Bab 16

16 6 0
                                    

Aiyyoo...
Selamat malam. Udah setengah bulan puasa aja nih. Bener-bener ga kerasa puasanya gara-gara sibuk ama kuliah.
Kalian apa kabar? Kuharap everything is always honkie dokie yahh...

Selamat join di chapter 16, dan selamat membaca//Kiss muach

.
.
.
.

Aku tidak berani pulang. Sungguh. Selama seharian, berdempetan dengan para buruh yang sibuk melemparkan kertas lamaran di tiap-tiap tempat yang ada-dengan maksud dapat diterima di salah-satunya- aku pun melakukan hal serupa. Dan berharap, dengan begitu, dengan keramaian ini, aku dapat terhindar dari teror pembunuhan tersebut.
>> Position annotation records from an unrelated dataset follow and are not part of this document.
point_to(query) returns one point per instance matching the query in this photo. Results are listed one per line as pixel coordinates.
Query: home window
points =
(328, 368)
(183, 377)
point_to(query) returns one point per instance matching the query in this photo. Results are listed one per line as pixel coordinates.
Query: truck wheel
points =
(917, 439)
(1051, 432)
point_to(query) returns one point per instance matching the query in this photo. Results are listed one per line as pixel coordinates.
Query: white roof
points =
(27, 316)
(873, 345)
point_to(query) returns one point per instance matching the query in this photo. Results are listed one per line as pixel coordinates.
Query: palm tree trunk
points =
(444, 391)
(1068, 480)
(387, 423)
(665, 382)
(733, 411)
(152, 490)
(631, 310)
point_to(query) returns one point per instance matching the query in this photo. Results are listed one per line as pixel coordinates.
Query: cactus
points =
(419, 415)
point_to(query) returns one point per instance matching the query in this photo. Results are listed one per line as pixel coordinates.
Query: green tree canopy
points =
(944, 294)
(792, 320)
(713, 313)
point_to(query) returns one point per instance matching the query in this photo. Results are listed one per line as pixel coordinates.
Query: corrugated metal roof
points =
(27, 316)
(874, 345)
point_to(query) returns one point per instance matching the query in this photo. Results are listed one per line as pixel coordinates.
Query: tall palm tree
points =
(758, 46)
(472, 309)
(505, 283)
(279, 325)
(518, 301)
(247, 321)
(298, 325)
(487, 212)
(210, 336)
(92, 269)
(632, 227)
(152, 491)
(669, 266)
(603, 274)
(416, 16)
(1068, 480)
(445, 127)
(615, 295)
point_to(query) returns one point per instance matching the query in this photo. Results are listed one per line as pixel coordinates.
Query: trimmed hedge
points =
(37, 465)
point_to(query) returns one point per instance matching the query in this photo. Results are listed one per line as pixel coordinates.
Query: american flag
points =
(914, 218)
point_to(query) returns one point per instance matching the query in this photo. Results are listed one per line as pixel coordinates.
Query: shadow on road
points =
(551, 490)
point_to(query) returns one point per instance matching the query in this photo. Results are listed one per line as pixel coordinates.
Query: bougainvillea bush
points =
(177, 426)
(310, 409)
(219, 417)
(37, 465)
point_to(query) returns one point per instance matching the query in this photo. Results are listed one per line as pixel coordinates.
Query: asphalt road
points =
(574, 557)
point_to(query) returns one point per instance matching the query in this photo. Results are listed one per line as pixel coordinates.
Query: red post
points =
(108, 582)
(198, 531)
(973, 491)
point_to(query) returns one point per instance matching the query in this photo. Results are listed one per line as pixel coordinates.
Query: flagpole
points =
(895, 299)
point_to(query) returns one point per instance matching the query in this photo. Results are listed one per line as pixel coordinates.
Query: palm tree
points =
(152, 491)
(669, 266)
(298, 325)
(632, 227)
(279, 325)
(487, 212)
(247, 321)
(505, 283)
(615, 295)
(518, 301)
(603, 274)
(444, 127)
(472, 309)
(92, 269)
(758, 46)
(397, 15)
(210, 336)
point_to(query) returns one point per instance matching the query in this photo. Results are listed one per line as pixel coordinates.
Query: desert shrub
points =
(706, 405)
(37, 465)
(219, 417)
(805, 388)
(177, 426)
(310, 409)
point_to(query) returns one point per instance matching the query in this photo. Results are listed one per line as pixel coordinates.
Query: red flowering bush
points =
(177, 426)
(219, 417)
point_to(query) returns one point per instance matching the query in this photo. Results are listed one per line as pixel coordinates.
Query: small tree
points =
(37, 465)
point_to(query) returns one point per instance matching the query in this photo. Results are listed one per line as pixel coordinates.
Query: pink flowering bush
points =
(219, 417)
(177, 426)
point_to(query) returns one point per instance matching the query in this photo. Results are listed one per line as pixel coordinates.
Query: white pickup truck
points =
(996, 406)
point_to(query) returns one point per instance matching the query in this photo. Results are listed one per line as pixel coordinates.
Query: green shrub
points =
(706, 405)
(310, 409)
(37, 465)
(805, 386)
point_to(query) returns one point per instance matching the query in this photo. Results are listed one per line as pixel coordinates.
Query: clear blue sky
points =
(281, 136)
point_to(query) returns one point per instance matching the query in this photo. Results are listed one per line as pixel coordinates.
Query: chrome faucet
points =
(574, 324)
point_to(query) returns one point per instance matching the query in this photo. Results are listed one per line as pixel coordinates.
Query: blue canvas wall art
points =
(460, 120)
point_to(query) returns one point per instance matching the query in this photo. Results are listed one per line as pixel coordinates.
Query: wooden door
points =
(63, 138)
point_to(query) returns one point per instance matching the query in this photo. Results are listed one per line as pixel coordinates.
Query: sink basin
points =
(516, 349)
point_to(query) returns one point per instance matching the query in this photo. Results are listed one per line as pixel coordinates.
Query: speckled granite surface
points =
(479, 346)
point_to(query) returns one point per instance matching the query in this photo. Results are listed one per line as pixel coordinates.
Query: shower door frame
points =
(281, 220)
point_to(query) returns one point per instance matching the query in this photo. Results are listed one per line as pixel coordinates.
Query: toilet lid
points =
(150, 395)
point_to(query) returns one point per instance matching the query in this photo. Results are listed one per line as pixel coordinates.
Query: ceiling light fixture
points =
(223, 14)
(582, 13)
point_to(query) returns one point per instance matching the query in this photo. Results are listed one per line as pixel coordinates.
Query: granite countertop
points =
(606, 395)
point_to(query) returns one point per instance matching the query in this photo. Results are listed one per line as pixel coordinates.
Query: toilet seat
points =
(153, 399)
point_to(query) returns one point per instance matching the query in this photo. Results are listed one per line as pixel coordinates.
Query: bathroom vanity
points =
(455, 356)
Semuanya hampir terasa jelas. Hukuman tersebut seolah tampak tengah menungguku. Memang benar-benar sial. 

Aku bisa gila!

Tapi aku harus apa? Satu-satunya yang bisa kulakukan hanya lari dan bersembunyi. Lalu setelahnya apa? kembali ke akademi?  oh tidak, itu bukanlah pilihan yang tepat. Pun di sana, misiku telah gagal. Pangeran itu telah mengetahuinya, penyamaranku telah terbongkar. Oh ya, jangan lupakan monster malam itu yang hampir membunuh diriku.
Semuanya terasa jadi serba salah. Ibaratnya maju masuk jurang, mundur kecebur danau, kiri masuk pasir hisap, kanan masuk surga.
Nah, apakah sebaiknya ke kanan?

Planet merah di atas sana hampir menyingsing, dan kegelapan mulai mengganti perannya menjadi lebih kalem. Lampu-lampu minyak mulai dinyalakan di sepanjang jalanan, menyorot kegelapan dan membiarkan kesan hangat dipandangan mata.

Tapi, tubuhku kian saja dingin. Tak ada kehangatan di dalam tumpukan salju, demikian di atas pohon yang di celah-celahnya meniupkan udara luar dengan kegelapan yang menyelimuti kala malam. Belum lagi teror yang tidak ada sudahnya.

Semakin malam, lalu-lalang orang semakin menyurut, dan tiba pada akhir sebuah belokan jalan, lagi dan lagi saat aku berniat hendak masuk ke sebuah kedai rongsokan yang menyediakan papan lamaran kerja,  sesuatu bergerak dengan cepat dari ujung mataku. Aku sedikit melirik.

Momen familiar kembali menghampiri seolah tengah melebarkan sebuah rentangan tangan untuk memeluk dan sebuah senyuman manis yang berkata “kita bertemu lagi”, sial.

Aku berlari dan tidak jadi masuk ke toko ronsokan tersebut karena keadaan sekitar benar-benar terlihat sepi dan ganjil. Dan bayangan itu seolah tengah mengintipku dari atas balkon bangunan ramping yang di sisi-sisinya ditumbuhi tanaman rambat.

Tiba persimpangan yang berdekatan dengan sebuah penginapan elit, aku menyelinap ke sebuah kedai roti dan mendorong pintunya dengan cepat menutupnya rapat. Suara di luar sana seketika teredam, dan disambut suara riuh dari para pengunjung di dalamnya.

Udara hangat berangsur-angsur mulai melingkupi diriku. Pandanganku kembali menyorot pada balkon bangunan ramping yang di tumbuhi tanaman rambat itu dengan perasaan was-was. Akan tetapi, tak ada apa-apa di sana. Sesaat, aku termenung berpikir. Apakah semua itu nyata atau tidak.

Namun, aku benar-benar melihatnya tadi. Aku serius melihat bayangan hitam siluet itu di ambang teras balkon tersebut. Kembali, kuintip objek pandangan tersebut. 

Brrrr…

Aku tidak tahu harus bagaimana lagi.  Kurasa aku memang akan mati malam ini. Tubuhku tanpa permisi telah kaku dan terasa sulit untuk digerakkan. 

Ada sekitar tujuh orang berpakaian jubah hitam dengan penutup wajah mengintip ke arah sini dari balik pendar bayangan.

Mata mereka hitam pekat, seolah tampak seperti hantu di serial film horor. Aku lantas bergidik tanpa sadar, dan memutuskan untuk naik ke lantai atas kedai untuk meminjam toilet. Tepat setelah bunyi klik dari kuncinya terdorong, bunyi riuh tak biasa dari luar sana dan jeritan orang-orang melesat hingga ke dalam ruang sempit ini.